Asosiasi Disleksia Indonesia (ADI) menjadi salah satu hasil dari kepedulian masyarakat terhadap disleksia. Asosiasi ini didirikan pada tahun 2009 dan telah memiliki cabang di berbagai daerah di Indonesia. Salah satu tujuan dari ADI sebagaimana tertera di website mereka di www.asosiasidisleksiaindonesia.com adalah untuk meningkatkan pemahaman orang tua mengenai disleksia agar potensi akademik penyandang disleksia dapat berkembang optimal. Dari website itu orang tua akan diberikan berbagai metode untuk memperkaya literasi keluarga dan dapat juga mengikuti program keluarga yang mereka adakan seperti Parenting Class dan Parent and Children Class.
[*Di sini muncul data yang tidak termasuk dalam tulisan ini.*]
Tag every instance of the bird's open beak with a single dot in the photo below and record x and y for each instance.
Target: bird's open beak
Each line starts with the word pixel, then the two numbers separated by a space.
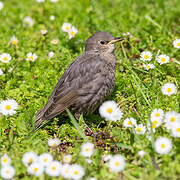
pixel 115 40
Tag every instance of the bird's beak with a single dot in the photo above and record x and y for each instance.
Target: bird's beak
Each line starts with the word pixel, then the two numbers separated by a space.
pixel 115 40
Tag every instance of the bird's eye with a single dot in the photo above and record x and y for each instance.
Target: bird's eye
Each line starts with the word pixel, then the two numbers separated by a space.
pixel 102 42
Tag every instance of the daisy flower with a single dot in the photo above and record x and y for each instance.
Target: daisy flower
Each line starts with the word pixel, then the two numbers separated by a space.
pixel 176 43
pixel 45 159
pixel 87 149
pixel 171 118
pixel 153 126
pixel 107 157
pixel 54 142
pixel 156 122
pixel 148 135
pixel 146 56
pixel 31 56
pixel 117 163
pixel 36 168
pixel 5 160
pixel 28 21
pixel 92 178
pixel 110 111
pixel 141 153
pixel 162 59
pixel 54 41
pixel 72 32
pixel 148 66
pixel 52 17
pixel 77 172
pixel 7 172
pixel 89 161
pixel 29 158
pixel 169 89
pixel 1 5
pixel 51 54
pixel 43 31
pixel 129 122
pixel 54 1
pixel 53 169
pixel 175 130
pixel 127 34
pixel 162 145
pixel 8 107
pixel 66 171
pixel 66 27
pixel 67 158
pixel 157 114
pixel 140 129
pixel 5 57
pixel 1 72
pixel 13 41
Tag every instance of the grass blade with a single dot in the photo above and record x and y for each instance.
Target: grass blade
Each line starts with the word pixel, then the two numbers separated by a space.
pixel 76 125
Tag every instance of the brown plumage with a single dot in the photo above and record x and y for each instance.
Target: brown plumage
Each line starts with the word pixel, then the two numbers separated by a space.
pixel 87 80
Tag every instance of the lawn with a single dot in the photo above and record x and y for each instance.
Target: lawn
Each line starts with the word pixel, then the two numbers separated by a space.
pixel 152 26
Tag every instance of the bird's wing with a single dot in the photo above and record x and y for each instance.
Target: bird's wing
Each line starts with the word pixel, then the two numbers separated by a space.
pixel 83 70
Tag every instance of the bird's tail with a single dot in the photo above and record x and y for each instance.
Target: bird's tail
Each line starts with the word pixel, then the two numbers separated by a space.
pixel 39 119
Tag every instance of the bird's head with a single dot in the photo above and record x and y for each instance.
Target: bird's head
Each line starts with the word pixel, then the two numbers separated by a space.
pixel 101 42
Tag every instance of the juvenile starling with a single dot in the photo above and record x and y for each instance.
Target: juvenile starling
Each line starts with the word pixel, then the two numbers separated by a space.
pixel 87 80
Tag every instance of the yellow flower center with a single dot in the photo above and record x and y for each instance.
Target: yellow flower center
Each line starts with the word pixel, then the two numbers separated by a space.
pixel 155 122
pixel 67 170
pixel 53 168
pixel 31 160
pixel 5 58
pixel 14 42
pixel 76 172
pixel 169 89
pixel 72 33
pixel 138 129
pixel 8 107
pixel 157 114
pixel 35 169
pixel 5 160
pixel 109 110
pixel 163 59
pixel 153 126
pixel 163 145
pixel 31 57
pixel 172 119
pixel 146 56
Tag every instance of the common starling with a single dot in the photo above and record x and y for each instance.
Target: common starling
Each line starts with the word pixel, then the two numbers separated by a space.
pixel 87 80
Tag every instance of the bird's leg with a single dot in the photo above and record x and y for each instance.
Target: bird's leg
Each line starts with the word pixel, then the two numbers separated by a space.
pixel 77 116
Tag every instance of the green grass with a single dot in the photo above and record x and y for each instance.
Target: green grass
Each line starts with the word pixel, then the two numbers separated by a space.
pixel 153 25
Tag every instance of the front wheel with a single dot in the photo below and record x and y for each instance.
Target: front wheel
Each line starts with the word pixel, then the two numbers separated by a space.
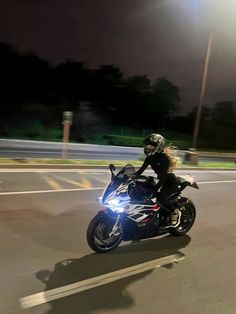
pixel 98 235
pixel 187 219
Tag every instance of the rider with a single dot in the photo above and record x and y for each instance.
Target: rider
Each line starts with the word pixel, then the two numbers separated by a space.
pixel 162 163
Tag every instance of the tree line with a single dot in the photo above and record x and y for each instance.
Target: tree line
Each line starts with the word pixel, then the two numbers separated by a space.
pixel 35 90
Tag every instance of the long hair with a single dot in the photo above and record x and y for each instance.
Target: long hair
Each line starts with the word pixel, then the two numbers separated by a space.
pixel 170 152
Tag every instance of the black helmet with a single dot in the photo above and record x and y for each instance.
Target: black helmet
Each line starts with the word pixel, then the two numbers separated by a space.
pixel 153 143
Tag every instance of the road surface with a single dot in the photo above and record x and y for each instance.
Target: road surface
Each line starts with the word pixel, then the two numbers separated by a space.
pixel 37 149
pixel 43 219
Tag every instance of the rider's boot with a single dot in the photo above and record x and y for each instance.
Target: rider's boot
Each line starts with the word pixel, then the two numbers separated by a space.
pixel 175 218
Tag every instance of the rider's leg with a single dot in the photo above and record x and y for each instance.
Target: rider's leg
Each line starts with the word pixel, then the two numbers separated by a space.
pixel 163 198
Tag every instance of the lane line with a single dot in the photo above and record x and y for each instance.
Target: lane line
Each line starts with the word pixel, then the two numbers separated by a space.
pixel 61 292
pixel 92 188
pixel 215 182
pixel 52 183
pixel 50 191
pixel 73 182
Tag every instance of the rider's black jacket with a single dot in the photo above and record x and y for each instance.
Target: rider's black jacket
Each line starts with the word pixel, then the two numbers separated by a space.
pixel 160 163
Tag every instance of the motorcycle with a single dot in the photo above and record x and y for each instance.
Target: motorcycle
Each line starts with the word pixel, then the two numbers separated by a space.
pixel 128 211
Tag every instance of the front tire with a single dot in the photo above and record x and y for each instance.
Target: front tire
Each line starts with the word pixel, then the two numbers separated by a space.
pixel 187 219
pixel 97 235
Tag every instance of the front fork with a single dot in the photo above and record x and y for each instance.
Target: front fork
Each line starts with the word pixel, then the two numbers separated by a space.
pixel 115 229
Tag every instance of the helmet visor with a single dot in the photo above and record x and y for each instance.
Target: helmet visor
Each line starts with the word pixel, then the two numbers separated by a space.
pixel 149 149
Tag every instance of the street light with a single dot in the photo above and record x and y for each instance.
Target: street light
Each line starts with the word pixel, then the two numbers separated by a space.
pixel 202 93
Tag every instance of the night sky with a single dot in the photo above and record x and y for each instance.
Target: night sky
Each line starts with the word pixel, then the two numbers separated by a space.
pixel 143 37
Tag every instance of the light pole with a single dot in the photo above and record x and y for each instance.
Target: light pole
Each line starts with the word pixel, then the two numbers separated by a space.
pixel 203 89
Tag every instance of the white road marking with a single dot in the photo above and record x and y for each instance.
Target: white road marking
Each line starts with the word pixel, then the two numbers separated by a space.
pixel 213 182
pixel 61 292
pixel 94 188
pixel 50 191
pixel 97 170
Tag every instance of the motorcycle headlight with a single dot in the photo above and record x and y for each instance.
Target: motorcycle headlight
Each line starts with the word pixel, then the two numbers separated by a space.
pixel 115 206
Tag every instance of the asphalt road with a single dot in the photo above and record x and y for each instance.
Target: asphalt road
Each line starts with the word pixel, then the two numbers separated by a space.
pixel 43 220
pixel 39 149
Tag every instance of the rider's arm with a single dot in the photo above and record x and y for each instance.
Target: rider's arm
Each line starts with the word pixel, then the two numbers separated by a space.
pixel 162 171
pixel 143 167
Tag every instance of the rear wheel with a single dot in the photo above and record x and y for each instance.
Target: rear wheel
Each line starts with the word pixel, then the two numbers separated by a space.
pixel 98 235
pixel 187 219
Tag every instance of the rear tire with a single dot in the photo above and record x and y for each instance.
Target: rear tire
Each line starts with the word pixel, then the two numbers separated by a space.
pixel 187 219
pixel 97 235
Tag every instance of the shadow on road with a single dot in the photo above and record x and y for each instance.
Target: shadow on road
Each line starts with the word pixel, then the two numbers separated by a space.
pixel 113 295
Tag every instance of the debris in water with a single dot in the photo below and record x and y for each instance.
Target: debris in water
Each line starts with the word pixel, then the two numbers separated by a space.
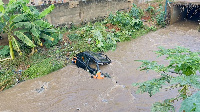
pixel 90 61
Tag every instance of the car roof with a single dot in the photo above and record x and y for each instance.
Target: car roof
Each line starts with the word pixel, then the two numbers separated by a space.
pixel 98 57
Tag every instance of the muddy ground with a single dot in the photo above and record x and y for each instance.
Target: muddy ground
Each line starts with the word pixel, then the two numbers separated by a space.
pixel 71 89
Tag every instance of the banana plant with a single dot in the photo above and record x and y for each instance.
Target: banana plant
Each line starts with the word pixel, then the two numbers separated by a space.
pixel 25 24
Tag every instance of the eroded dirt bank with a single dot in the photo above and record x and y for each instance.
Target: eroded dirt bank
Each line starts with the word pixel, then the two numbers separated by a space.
pixel 71 89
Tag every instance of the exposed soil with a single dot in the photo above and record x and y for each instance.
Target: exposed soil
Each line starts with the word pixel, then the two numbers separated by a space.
pixel 71 89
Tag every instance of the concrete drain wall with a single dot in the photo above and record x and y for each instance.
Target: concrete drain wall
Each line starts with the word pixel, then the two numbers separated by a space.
pixel 184 11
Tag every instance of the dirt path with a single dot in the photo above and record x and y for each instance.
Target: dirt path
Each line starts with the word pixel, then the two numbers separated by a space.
pixel 71 89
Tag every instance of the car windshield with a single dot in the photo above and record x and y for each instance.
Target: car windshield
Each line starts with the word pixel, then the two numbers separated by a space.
pixel 99 57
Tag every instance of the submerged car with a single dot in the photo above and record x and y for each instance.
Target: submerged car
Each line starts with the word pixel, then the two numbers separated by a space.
pixel 90 61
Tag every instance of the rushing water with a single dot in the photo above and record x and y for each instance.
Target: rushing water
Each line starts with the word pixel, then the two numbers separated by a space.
pixel 71 89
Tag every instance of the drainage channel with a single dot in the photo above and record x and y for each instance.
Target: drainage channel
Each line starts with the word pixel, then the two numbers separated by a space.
pixel 184 10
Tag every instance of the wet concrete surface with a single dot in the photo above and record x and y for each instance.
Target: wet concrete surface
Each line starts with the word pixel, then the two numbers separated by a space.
pixel 72 90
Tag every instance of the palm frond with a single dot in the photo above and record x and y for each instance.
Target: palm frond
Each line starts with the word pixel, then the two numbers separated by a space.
pixel 46 11
pixel 24 38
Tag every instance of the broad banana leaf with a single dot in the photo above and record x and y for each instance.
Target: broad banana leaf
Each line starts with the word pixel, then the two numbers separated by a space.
pixel 2 25
pixel 1 7
pixel 43 24
pixel 38 41
pixel 18 18
pixel 25 24
pixel 51 30
pixel 16 45
pixel 24 38
pixel 35 31
pixel 47 37
pixel 46 11
pixel 26 8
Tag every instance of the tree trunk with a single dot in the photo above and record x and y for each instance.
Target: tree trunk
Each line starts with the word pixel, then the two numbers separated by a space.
pixel 11 50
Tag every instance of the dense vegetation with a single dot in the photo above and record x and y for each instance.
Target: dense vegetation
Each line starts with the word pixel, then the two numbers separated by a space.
pixel 182 73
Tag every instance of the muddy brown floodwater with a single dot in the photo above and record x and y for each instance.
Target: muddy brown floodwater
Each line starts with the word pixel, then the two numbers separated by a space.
pixel 71 89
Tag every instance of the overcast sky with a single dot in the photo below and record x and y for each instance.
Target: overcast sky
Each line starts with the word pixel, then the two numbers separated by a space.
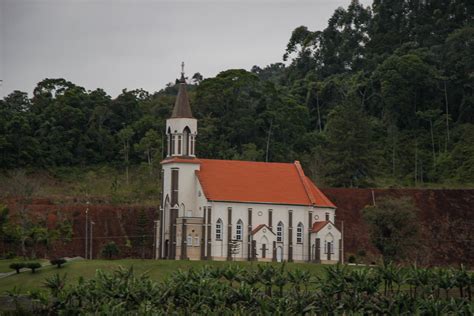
pixel 140 44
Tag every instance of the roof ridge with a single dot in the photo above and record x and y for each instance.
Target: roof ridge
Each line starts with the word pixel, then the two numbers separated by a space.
pixel 302 176
pixel 248 161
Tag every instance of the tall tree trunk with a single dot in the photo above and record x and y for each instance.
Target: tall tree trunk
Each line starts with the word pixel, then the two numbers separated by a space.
pixel 268 140
pixel 319 114
pixel 447 115
pixel 432 142
pixel 416 162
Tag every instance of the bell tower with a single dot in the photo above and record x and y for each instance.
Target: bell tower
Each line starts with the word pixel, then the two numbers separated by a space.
pixel 179 209
pixel 181 127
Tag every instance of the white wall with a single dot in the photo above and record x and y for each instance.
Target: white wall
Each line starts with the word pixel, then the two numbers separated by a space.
pixel 280 213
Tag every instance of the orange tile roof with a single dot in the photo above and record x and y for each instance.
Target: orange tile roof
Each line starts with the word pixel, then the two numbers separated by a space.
pixel 256 229
pixel 257 182
pixel 317 226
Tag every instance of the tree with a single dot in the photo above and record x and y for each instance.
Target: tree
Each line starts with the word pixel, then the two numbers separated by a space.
pixel 150 145
pixel 125 136
pixel 4 217
pixel 348 155
pixel 110 250
pixel 142 232
pixel 17 266
pixel 393 226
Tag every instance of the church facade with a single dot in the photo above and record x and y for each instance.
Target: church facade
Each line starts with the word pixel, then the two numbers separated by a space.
pixel 238 210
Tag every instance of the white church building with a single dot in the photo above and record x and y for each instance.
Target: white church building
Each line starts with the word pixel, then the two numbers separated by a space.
pixel 238 210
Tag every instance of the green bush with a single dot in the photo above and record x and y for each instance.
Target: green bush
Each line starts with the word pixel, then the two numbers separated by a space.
pixel 17 266
pixel 110 250
pixel 351 259
pixel 267 290
pixel 58 262
pixel 33 266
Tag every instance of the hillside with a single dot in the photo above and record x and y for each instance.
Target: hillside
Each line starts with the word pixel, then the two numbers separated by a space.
pixel 447 219
pixel 381 97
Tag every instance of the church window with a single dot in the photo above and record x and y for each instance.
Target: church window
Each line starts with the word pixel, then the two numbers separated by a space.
pixel 219 229
pixel 173 145
pixel 280 232
pixel 174 186
pixel 186 133
pixel 238 230
pixel 299 233
pixel 168 141
pixel 329 246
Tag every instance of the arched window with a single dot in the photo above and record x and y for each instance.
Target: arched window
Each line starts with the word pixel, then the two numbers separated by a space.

Bentuk peranan masyarakat yang lain adalah menulis buku ramah disleksia. Buku yang mudah diakses dan murah menjadi sesuatu yang sulit didapatkan sekarang ini. Beberapa waktu lalu, saya tertarik membeli buku cerita bergambar untuk keponakan saya, buku yang cukup sederhana itu membuat saya merogoh kocek Rp150.000. Bagaimanakah mungkin keluarga pedalaman dapat memberi literasi kepada anaknya apabila buku cerita bergambar sebegitu mahal? Para penulis yang notabene adalah bagian dari masyarakat luas perlu memikirkan buku ramah disleksia yang murah dan dapat diakses hingga ke desa-desa bahkan pedalaman untuk mendukung literasi keluarga ini.

Akhirnya, literasi keluarga dan keterlibatan aktif masyarakat akan menjadi lentera bagi penderita disleksia menuju masa depan yang gemilang sebab setiap anak berhak atas kelangsungan hidup, tumbuh dan berkembang serta berhak atas perlindungan dari kekerasan dan diskriminasi seperti diamanatkan UUD 1945 pasal 28b ayat 2.